The rest of the chapter deals with instantiation and usage of values of various types.
Defining and using functions & Use of higher-order functions
The next two sections of this chapter give an intro to ML-style programming, utilizing tail recursion (with tail-call optimization) and let-bindings for nested helper functions.

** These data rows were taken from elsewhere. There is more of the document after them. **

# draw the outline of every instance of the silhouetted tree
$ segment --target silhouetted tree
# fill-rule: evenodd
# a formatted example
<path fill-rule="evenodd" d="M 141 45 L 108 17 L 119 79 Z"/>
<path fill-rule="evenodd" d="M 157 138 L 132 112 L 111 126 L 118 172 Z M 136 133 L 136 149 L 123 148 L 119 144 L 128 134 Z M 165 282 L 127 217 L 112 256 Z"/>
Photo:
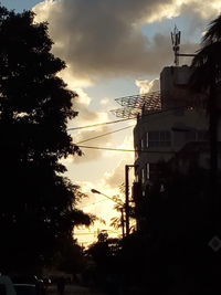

Then, higher-order functions are introduced, based on the Sigma
function.
So far so good, but if you’ve been doing functional programming for a while, nothing here should surprise you – in fact, nothing in these two sections would feel out-of-place in a tutorial on Scheme.
Polymorphic functions
The last section in this chapter holds some very pleasant surprises. First, the
authors explain polymorphism by using the fst
function, which extracts the
first element of a 2-tuple.
The interesting thing to note here, is that the type signature of the function is not what you’d get in a traditional Standard ML environment. For comparison:
(* Poly/ML *)
> fun fst (x, _) = x;
val fst = fn: 'a * 'b -> 'a
(* SML# *)
# fun fst (x, _) = x;
val fst = fn : ['a, 'b. 'a * 'b -> 'a]
This type of quantified type signature will show up every time we define a polymorphic function, like the identity function, which comes up next:
# fun id x = x;
val id = fn : ['a. 'a -> 'a]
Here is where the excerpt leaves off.